À carta endereçada aos vereadores, Dino Altoé anexou dois atestados médicos que ratificam o que narrou estar passando, com “estado de humor deprimido marcado por falta de concentração, falta de energia, insônia e presença de intensa irritabilidade, não apresentando condições para o trabalho”. Pessoalmente, ele disse que “ainda neste período, os médicos que me acompanham orientaram o meu afastamento do cargo para cuidar da minha saúde física e mental, contudo, no afã de querer sempre o melhor para a minha querida Jacundá, que acolheu a mim e a minha família de forma tão calorosa desde que aqui chegamos, não obedeci as recomendações”.


Dino fez questão de dizer que nesses sete anos e cinco meses em que ocupou o cargo de prefeito, com apoio da população de Jacundá, dedicou-se com entusiasmo e coragem às causas do Município.

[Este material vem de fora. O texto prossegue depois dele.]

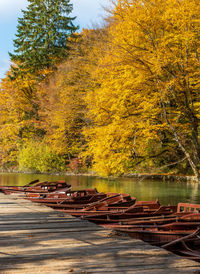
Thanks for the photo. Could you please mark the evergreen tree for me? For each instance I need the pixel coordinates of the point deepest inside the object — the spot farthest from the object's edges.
(42, 34)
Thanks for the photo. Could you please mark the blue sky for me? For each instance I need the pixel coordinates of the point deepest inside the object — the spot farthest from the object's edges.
(88, 12)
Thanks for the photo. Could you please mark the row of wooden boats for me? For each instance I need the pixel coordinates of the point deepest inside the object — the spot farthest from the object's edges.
(175, 228)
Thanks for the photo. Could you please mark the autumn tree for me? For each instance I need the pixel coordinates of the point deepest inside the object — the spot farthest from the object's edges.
(62, 100)
(149, 89)
(42, 34)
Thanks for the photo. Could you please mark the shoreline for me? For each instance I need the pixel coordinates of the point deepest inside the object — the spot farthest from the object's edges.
(140, 176)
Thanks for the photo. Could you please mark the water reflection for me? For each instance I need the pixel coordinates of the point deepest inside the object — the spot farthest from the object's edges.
(166, 192)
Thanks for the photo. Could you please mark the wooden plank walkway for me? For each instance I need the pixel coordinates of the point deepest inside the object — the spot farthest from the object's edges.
(37, 239)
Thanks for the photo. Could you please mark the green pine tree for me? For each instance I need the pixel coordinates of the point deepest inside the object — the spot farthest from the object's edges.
(42, 35)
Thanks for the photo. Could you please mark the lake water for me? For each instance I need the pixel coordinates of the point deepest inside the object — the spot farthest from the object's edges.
(165, 192)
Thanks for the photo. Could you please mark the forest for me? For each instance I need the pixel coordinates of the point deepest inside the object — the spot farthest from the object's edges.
(116, 99)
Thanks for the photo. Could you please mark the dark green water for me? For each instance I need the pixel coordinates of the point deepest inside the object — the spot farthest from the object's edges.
(166, 192)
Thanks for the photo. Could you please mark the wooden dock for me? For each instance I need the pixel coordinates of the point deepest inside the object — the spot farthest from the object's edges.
(37, 239)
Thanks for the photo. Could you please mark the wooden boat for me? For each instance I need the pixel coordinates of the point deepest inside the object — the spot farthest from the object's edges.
(71, 198)
(188, 245)
(36, 187)
(155, 233)
(130, 214)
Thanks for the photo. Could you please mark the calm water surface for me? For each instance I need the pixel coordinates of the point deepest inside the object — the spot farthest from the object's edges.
(166, 192)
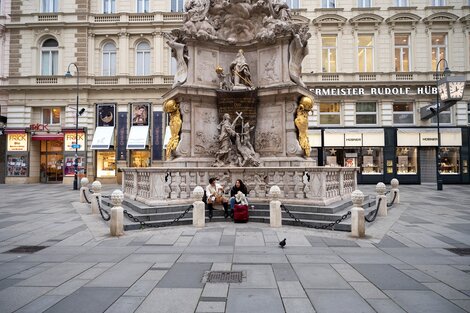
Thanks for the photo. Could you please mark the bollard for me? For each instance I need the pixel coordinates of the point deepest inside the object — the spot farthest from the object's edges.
(116, 224)
(394, 182)
(96, 187)
(380, 189)
(358, 222)
(275, 216)
(84, 183)
(199, 208)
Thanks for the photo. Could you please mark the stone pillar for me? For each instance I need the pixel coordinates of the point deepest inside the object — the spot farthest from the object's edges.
(394, 182)
(83, 190)
(380, 188)
(116, 224)
(275, 215)
(96, 197)
(199, 208)
(358, 225)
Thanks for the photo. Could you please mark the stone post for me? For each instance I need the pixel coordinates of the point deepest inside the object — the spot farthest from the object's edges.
(358, 225)
(275, 215)
(84, 189)
(380, 188)
(199, 208)
(394, 182)
(116, 224)
(95, 197)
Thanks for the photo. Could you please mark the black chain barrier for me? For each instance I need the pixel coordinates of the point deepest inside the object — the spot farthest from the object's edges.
(393, 200)
(326, 226)
(143, 224)
(373, 214)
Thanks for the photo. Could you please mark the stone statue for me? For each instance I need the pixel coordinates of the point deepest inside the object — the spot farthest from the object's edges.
(298, 49)
(173, 109)
(301, 122)
(180, 53)
(241, 76)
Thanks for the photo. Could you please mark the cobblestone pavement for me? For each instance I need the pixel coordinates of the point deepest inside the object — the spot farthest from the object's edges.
(402, 266)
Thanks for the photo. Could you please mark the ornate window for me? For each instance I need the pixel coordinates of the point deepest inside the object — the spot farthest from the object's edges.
(402, 53)
(49, 57)
(366, 113)
(109, 59)
(142, 6)
(439, 49)
(328, 53)
(365, 53)
(109, 6)
(143, 59)
(49, 6)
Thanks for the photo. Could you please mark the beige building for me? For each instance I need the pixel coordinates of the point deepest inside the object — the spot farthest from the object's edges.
(372, 65)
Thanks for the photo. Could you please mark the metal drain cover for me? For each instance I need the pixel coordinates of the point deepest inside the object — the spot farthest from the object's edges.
(26, 249)
(224, 277)
(460, 251)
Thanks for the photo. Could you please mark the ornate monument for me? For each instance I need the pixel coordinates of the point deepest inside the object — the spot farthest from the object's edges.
(239, 107)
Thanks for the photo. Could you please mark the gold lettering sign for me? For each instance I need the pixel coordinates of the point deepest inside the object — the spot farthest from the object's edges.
(17, 142)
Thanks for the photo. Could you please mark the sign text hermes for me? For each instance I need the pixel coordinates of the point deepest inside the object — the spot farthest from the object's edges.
(374, 91)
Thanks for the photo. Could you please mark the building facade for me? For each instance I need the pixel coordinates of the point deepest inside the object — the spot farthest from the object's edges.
(372, 66)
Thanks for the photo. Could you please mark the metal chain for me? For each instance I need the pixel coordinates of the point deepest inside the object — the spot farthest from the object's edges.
(143, 224)
(373, 214)
(326, 226)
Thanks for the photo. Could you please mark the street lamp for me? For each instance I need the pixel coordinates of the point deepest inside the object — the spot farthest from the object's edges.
(75, 165)
(449, 90)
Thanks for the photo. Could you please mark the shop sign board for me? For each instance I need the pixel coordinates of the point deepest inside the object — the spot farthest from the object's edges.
(17, 142)
(69, 141)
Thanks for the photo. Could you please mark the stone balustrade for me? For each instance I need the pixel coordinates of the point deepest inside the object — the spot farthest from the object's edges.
(298, 185)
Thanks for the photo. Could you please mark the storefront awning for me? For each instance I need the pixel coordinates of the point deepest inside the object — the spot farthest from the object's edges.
(138, 137)
(102, 137)
(47, 137)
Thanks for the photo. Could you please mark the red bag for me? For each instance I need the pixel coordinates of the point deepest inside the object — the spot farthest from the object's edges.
(240, 213)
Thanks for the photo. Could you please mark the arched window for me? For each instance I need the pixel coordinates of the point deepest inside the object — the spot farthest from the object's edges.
(49, 57)
(109, 59)
(143, 59)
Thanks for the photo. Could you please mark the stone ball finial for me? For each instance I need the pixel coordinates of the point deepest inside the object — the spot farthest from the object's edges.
(117, 197)
(198, 193)
(380, 188)
(275, 192)
(84, 182)
(357, 198)
(96, 186)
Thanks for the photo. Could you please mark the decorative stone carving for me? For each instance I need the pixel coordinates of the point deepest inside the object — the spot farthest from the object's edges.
(172, 108)
(301, 122)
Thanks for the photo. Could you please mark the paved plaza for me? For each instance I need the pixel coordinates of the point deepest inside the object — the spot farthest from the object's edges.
(403, 265)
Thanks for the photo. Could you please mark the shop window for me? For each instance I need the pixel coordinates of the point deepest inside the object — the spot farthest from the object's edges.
(330, 113)
(106, 164)
(143, 6)
(402, 53)
(328, 4)
(177, 5)
(407, 160)
(403, 113)
(365, 53)
(439, 50)
(450, 160)
(51, 116)
(109, 59)
(143, 59)
(372, 161)
(49, 57)
(109, 6)
(328, 53)
(366, 113)
(445, 117)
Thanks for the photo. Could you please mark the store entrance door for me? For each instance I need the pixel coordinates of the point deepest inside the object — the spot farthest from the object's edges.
(427, 157)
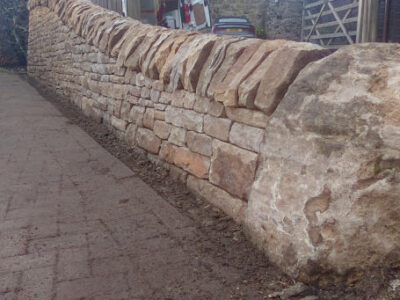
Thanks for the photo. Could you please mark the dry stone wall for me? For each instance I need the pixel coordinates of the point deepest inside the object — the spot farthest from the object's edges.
(222, 114)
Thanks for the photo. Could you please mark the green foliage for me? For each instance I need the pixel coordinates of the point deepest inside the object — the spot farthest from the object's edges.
(13, 32)
(260, 32)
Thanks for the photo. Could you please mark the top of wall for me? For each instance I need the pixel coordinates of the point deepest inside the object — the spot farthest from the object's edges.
(238, 72)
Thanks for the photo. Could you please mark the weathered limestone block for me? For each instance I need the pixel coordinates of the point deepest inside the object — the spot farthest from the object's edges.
(250, 117)
(214, 61)
(155, 95)
(217, 127)
(102, 28)
(199, 143)
(145, 93)
(233, 56)
(125, 38)
(165, 66)
(118, 123)
(132, 40)
(327, 191)
(147, 60)
(193, 163)
(184, 99)
(125, 110)
(232, 206)
(103, 41)
(246, 137)
(162, 129)
(189, 71)
(216, 109)
(147, 140)
(136, 115)
(148, 118)
(178, 136)
(130, 135)
(168, 47)
(227, 91)
(184, 118)
(117, 34)
(233, 169)
(136, 58)
(281, 70)
(202, 104)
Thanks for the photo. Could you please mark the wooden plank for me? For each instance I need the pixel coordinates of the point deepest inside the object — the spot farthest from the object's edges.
(333, 23)
(333, 35)
(329, 12)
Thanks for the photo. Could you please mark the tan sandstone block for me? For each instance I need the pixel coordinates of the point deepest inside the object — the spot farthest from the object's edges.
(283, 68)
(188, 119)
(125, 110)
(232, 206)
(250, 117)
(162, 129)
(217, 127)
(130, 135)
(227, 91)
(246, 137)
(193, 163)
(134, 60)
(178, 136)
(167, 47)
(213, 62)
(199, 143)
(233, 169)
(118, 123)
(147, 140)
(190, 72)
(233, 54)
(136, 115)
(148, 118)
(165, 66)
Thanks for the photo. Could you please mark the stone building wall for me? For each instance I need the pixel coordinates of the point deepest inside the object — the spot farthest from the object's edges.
(301, 156)
(251, 9)
(281, 19)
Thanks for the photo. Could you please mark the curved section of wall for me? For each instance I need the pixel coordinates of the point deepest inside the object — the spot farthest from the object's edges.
(228, 117)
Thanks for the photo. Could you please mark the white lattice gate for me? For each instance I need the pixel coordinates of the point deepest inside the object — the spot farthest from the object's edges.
(330, 23)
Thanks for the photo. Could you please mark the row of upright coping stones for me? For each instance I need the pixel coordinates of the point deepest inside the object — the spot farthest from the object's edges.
(238, 72)
(326, 195)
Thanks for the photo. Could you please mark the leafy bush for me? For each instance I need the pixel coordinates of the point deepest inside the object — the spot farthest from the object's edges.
(13, 32)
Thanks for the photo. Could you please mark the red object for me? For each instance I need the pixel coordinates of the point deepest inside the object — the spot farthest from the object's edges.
(187, 13)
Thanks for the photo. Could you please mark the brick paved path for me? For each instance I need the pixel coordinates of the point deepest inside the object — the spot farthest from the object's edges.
(75, 223)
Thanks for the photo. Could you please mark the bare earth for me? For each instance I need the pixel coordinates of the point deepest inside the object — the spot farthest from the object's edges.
(78, 221)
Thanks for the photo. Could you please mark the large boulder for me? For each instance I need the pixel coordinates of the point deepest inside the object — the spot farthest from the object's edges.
(327, 190)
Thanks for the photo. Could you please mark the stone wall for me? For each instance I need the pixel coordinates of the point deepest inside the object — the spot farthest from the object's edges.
(280, 19)
(306, 161)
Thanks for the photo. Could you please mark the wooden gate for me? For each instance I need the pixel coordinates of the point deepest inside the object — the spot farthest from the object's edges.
(330, 23)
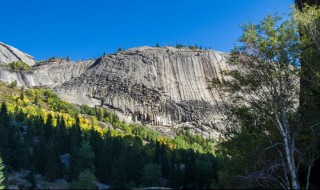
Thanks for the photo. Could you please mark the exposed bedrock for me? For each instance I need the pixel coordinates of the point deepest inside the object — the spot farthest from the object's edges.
(10, 54)
(165, 87)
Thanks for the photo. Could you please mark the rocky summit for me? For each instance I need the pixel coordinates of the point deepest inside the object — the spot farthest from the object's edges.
(165, 87)
(10, 54)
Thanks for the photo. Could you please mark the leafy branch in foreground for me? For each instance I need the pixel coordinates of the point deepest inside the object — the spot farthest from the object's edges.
(263, 88)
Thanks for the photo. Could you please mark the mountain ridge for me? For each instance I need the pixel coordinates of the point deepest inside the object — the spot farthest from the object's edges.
(160, 86)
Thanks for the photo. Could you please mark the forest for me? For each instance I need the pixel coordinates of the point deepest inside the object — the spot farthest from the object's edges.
(270, 105)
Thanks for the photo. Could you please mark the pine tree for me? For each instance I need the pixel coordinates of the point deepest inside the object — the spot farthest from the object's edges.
(2, 177)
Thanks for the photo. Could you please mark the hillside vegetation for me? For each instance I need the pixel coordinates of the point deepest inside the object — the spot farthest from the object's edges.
(37, 128)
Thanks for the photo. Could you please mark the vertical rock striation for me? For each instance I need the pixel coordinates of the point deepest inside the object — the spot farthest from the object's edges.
(10, 54)
(163, 87)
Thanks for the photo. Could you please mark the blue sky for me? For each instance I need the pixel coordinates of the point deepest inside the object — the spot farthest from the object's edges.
(84, 29)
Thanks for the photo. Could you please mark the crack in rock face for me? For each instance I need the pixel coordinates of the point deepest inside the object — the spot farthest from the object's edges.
(161, 86)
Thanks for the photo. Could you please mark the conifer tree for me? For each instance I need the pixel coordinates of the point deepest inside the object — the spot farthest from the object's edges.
(2, 177)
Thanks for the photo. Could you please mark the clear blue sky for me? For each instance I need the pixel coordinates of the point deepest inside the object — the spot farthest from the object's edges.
(87, 28)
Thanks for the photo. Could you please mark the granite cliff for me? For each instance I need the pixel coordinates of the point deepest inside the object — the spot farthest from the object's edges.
(165, 87)
(10, 54)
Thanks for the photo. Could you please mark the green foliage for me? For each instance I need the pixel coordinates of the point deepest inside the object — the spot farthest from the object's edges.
(85, 181)
(13, 84)
(2, 177)
(151, 174)
(115, 157)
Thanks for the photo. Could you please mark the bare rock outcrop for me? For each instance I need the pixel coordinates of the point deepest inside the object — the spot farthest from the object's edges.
(164, 87)
(10, 54)
(161, 86)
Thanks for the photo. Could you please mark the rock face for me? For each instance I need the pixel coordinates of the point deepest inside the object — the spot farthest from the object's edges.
(10, 54)
(164, 87)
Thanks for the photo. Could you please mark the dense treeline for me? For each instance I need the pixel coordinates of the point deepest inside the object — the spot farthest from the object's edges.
(46, 135)
(271, 105)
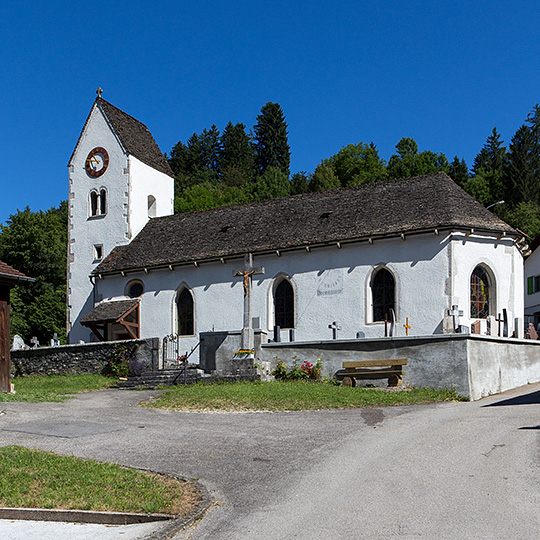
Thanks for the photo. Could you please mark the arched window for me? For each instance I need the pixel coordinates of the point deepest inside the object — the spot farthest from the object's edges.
(184, 309)
(103, 202)
(152, 210)
(98, 202)
(94, 203)
(481, 288)
(284, 305)
(383, 295)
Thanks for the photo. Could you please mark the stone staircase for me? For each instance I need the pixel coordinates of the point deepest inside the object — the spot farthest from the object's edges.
(168, 377)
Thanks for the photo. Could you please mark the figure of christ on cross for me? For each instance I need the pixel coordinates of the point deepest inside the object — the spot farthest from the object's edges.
(246, 273)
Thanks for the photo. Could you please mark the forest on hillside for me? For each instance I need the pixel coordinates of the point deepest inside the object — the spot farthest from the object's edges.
(235, 166)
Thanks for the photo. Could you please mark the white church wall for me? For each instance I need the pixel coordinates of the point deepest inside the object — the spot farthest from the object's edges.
(532, 270)
(146, 181)
(330, 284)
(505, 264)
(85, 232)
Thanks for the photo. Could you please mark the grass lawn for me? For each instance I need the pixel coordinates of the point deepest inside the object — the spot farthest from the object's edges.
(37, 388)
(37, 479)
(288, 396)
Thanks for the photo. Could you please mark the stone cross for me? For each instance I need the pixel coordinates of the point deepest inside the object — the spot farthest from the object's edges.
(456, 314)
(499, 320)
(334, 326)
(246, 273)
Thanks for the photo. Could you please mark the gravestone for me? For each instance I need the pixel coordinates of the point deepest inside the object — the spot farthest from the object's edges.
(491, 324)
(518, 328)
(18, 343)
(448, 324)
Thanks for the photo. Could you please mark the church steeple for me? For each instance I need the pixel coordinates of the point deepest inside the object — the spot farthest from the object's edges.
(119, 179)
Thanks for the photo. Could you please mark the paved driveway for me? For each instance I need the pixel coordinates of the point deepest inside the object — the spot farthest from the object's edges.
(437, 471)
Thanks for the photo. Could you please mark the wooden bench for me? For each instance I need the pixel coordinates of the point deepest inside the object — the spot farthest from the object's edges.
(373, 369)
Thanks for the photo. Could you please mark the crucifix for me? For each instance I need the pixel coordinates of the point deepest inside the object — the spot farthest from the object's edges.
(504, 320)
(406, 326)
(246, 273)
(456, 314)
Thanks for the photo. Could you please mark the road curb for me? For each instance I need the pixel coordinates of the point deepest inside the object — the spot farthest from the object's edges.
(172, 523)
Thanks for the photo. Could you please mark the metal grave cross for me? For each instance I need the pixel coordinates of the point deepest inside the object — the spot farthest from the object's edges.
(246, 273)
(334, 326)
(456, 314)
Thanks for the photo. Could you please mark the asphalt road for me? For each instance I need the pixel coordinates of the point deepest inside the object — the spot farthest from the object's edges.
(436, 471)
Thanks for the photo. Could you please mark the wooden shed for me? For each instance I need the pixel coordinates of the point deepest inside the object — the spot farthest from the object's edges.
(9, 277)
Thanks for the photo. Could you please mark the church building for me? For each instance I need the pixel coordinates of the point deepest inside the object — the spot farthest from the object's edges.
(351, 260)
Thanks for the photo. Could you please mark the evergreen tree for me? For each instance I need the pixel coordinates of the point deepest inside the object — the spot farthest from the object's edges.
(409, 162)
(272, 184)
(323, 178)
(490, 164)
(459, 171)
(204, 150)
(236, 158)
(521, 171)
(357, 164)
(271, 140)
(36, 244)
(299, 183)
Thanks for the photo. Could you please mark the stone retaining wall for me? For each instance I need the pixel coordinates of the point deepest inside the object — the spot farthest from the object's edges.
(82, 358)
(474, 365)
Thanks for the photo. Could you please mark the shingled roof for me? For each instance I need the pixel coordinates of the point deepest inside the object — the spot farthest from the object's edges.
(134, 136)
(8, 274)
(109, 311)
(360, 212)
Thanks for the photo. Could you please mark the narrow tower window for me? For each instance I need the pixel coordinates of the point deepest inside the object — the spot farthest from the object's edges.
(383, 295)
(184, 305)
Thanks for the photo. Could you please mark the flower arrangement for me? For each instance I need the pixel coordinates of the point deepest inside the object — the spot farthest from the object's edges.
(297, 372)
(244, 352)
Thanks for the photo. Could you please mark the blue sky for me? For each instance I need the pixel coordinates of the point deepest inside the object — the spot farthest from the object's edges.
(444, 73)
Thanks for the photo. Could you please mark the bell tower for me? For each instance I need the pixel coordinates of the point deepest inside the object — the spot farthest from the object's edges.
(118, 180)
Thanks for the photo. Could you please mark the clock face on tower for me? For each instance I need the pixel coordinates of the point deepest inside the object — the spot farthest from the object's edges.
(97, 162)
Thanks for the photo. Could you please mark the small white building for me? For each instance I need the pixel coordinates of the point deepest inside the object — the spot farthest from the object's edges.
(408, 249)
(532, 283)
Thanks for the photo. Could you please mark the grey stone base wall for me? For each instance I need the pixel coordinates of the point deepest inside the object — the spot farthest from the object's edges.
(81, 358)
(475, 366)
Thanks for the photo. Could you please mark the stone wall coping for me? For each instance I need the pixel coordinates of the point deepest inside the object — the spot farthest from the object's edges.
(72, 346)
(429, 337)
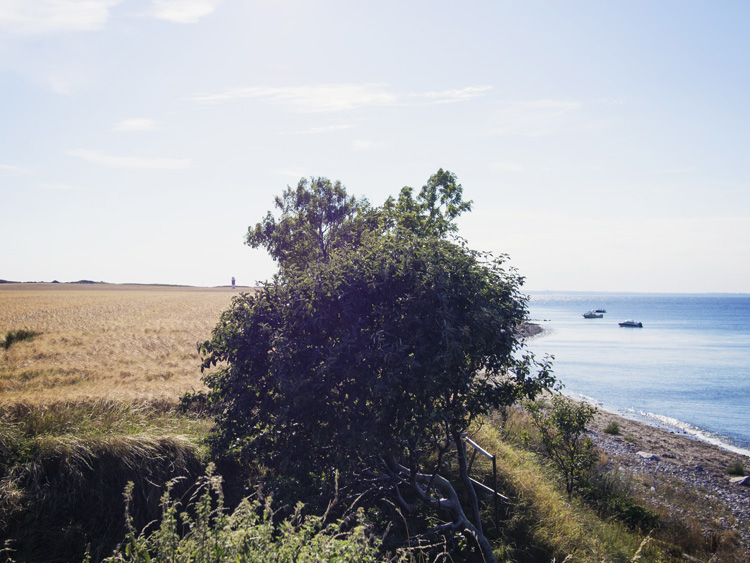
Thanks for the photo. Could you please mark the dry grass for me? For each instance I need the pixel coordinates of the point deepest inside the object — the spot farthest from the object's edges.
(116, 341)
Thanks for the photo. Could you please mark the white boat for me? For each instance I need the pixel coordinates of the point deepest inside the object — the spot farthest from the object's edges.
(592, 315)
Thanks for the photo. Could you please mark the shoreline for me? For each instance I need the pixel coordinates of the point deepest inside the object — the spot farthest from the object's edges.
(678, 474)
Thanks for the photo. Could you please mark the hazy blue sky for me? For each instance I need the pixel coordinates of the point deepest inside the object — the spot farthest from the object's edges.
(606, 145)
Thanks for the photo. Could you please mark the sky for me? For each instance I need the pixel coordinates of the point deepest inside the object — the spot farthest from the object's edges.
(605, 145)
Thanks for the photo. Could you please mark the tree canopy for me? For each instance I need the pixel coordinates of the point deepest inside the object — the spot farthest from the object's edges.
(375, 352)
(317, 217)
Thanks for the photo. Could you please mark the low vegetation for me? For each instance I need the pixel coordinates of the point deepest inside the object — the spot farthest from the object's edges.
(736, 468)
(126, 342)
(363, 407)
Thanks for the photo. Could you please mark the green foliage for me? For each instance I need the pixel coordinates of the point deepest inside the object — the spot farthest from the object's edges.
(372, 350)
(367, 353)
(612, 428)
(736, 468)
(205, 531)
(13, 336)
(611, 495)
(316, 218)
(562, 427)
(432, 212)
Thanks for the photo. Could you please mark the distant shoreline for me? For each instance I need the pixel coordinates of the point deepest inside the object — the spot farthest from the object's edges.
(51, 286)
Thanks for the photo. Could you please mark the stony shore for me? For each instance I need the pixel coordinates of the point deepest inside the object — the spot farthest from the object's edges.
(685, 477)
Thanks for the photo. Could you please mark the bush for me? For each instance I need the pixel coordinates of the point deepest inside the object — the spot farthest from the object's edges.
(736, 468)
(562, 429)
(13, 336)
(612, 428)
(205, 531)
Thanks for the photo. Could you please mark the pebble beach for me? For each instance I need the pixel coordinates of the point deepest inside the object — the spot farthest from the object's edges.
(678, 474)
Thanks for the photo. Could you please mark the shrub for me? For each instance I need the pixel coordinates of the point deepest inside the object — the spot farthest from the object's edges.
(562, 428)
(612, 428)
(736, 468)
(205, 531)
(13, 336)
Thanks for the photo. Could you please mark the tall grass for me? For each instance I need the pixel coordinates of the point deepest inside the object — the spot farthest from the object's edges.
(64, 467)
(105, 341)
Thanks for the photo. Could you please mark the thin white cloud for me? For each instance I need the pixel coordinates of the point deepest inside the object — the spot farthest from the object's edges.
(365, 145)
(33, 17)
(537, 118)
(514, 167)
(455, 95)
(130, 161)
(11, 170)
(316, 130)
(311, 98)
(57, 187)
(135, 124)
(183, 11)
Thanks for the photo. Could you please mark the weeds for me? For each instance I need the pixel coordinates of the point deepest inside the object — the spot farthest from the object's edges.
(61, 466)
(206, 531)
(736, 468)
(613, 428)
(13, 336)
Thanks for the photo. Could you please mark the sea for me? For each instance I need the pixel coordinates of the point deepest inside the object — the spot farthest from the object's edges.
(686, 370)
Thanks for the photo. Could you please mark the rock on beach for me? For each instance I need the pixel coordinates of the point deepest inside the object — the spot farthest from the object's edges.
(672, 467)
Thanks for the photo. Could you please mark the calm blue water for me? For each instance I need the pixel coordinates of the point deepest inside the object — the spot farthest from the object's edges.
(688, 368)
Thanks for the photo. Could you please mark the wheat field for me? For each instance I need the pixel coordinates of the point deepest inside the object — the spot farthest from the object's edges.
(126, 342)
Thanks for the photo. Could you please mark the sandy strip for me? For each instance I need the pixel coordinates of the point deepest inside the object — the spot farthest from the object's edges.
(686, 477)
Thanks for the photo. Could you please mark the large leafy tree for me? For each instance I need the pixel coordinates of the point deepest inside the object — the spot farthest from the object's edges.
(317, 217)
(373, 363)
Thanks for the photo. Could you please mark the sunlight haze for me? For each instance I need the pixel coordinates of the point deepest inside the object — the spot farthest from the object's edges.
(604, 144)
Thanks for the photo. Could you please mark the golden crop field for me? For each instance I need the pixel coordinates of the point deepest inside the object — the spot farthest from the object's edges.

Em entrevista exclusiva ao CORREIO, concedida em sua residência no início da tarde desta sexta-feira, o gestor falou mais sobre o ato de abdicar ao governo municipal. “Foi uma decisão difícil para mim, mas tive apoio de minha esposa e filhos, dos meus pais e irmãos. Além disso, tenho um grupo de apoio político e de amigos, um grupo de vereadores com os quais me dou bem, mas tenho de olhar para minha saúde. Durante o meu primeiro mandato o meu nível de estresse trouxe consequências graves. Cheguei a iniciar um tratamento, mas não obedeci. Esse quadro se agravou mais ainda”, destacou. Disse, ainda, que esses problemas foram se agravando a tal ponto de prejudicar algumas decisões pessoais e administrativas.

Sobre o seu relacionamento com o vice-prefeito Itonir Tavares, Dino disse que é uma pessoa de sua extrema confiança. “Se ele não fosse um parceiro e amigo, eu não renunciaria. Ele é capaz de dar prosseguimento ao governo. É um irmão. Não tenho dúvidas de que deixando o cargo com ele, a nossa sociedade vai ganhar, pois temos uma equipe de secretários eficientes, um grupo de colaboradores prontos para ajudar”.

Em relação a comentários sobre uma possível pressão externa para deixar a Prefeitura, Dino foi enfático: “não fui pressionado por ninguém, pelo contrário, o presidente do meu partido ficou comovido com minha decisão. Cheguei a pegar um atestado médico para me licenciar da Prefeitura, e durante essa crise financeira desse ano onde os recursos e repasses caíram drasticamente, a burocracia para liberar parcelas das obras que estamos realizando, atraso de repasses, dezenas de viagens a Brasília e Belém, terminei pagando um preço alto. Cansei-me. Estou extremamente estressado e não quero cair no estado depressivo novamente”.

Antes de finalizar a entrevistar, Dino afirmou que pretende se dedicar a recuperação de sua saúde, voltar a dedicar-se à religião, esporte e lazer e à sua família.